Samples enriched by either of these techniques can be globally analyzed using DNA microarrays or by direct large-scale sequencing techniques. The latter, such as 454 sequencing (Roche) or Solexa bisulfite sequencing (Illumina), are relatively fast and cheap and have been used in a number of publications^156-158. However, these readout techniques are still resource intensive and analysis cannot be restricted to distinct regions.

Microarrays are cheaper and more flexible, since one can either use custom-designed or pre-designed commercially available tiling arrays, depending on the genomic regions of interest. However, compared to large-scale sequencing approaches, microarrays receive data with only moderate resolution.

During this thesis, the MCIp-on-chip application (MCIp combined with microarray readout) originally designed by our lab to globally detect disease-related hypermethylation in CpG islands¹¹⁰ was further developed to a novel application.

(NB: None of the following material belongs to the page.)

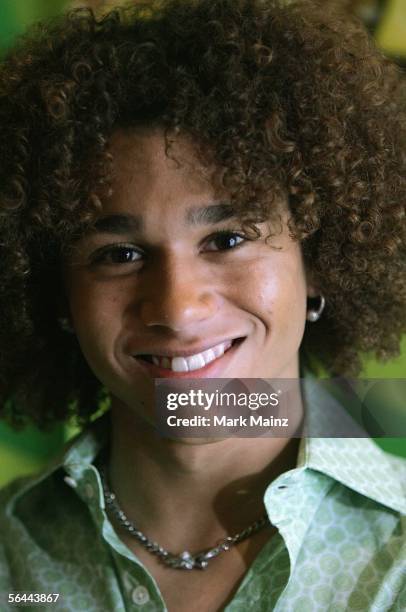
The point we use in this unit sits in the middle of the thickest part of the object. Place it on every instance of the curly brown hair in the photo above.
(279, 95)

This work was designed as a pilot study to demonstrate the applicability of this method for mapping of cell type-specific hypomethylation. To overcome resolution restrictions and to validate the microarray analysis, the methylation levels were additionally quantified for some regions using single-gene MCIp and the standard bisulfite sequencing approach as a MCIp-independent approach. In summary, our data showed a good correlation between tissue-specific gene expression and promoter hypomethylation. Hence, the MCIp-on-chip was successfully applied to a novel application and seems to be a reliable method to detect cell type-specific hypomethylation.

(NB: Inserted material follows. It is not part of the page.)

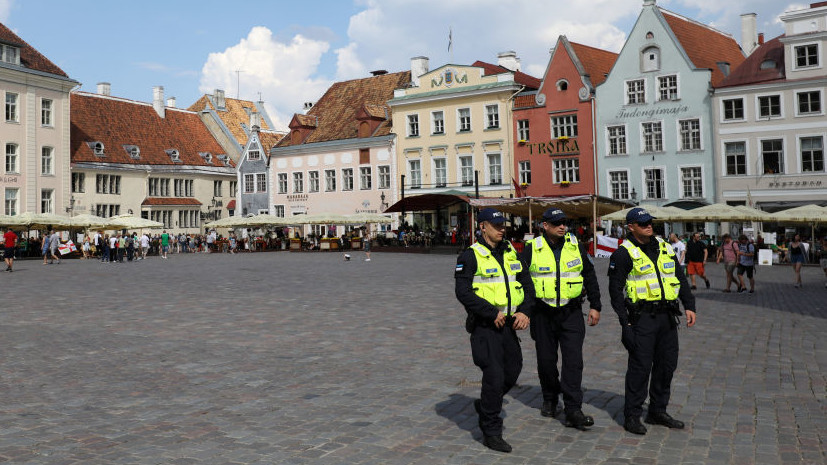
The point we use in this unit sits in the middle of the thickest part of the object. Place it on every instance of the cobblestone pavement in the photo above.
(303, 358)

Furthermore, by using MCIp I successfully fractionated genomic DNA into methylated and unmethylated pools, which has recently been performed by our group in another study as well¹⁵⁹. In their study, Schmidl and colleagues were able to identify and functionally characterize differentially methylated regions between two different human T-cell populations. In the present study the performance of this “mirror image” approach was improved by using more stringent hybridization conditions to identify differentially methylated regions (DMRs) in specific, selected genomic intervals. Since the "mirror

image" data correlated well with the MassARRAY results, this elaborate approach seems to be a reliable method for locus-wide comparative methylation analysis. With the pre-selection of differentially expressed genes and the downstream high-throughput analysis of selected CpGs by mass spectrometry, this work systematically identified DMRs and yielded new insights in individual (allele-specific) DNA methylation. Moreover, the vCGH analysis allowed the identification of genomic alternations, such as copy number variations (CNV) or deletions. Some of the larger CNV‟s, which have been validated in this thesis by qRT-PCR, were previously identified using standard comparative genomic hybridization approaches (CGH)¹⁵⁰. Standard CGH approaches utilize genomic DNA without pre-treatment steps (like MCIp), to screen for genetic changes (gains or losses) on a regular basis^160,161. The fact that these copy number variations between the two mice strains were correctly identified strongly suggests that the MCIp technique fractionated genomic DNA without sample loss like in MAP or MeDIP.

Taken together, the MCIp technique seems to be a reliable methodology to map differential DNA methylation at the level of both hypo- and hypermethylation.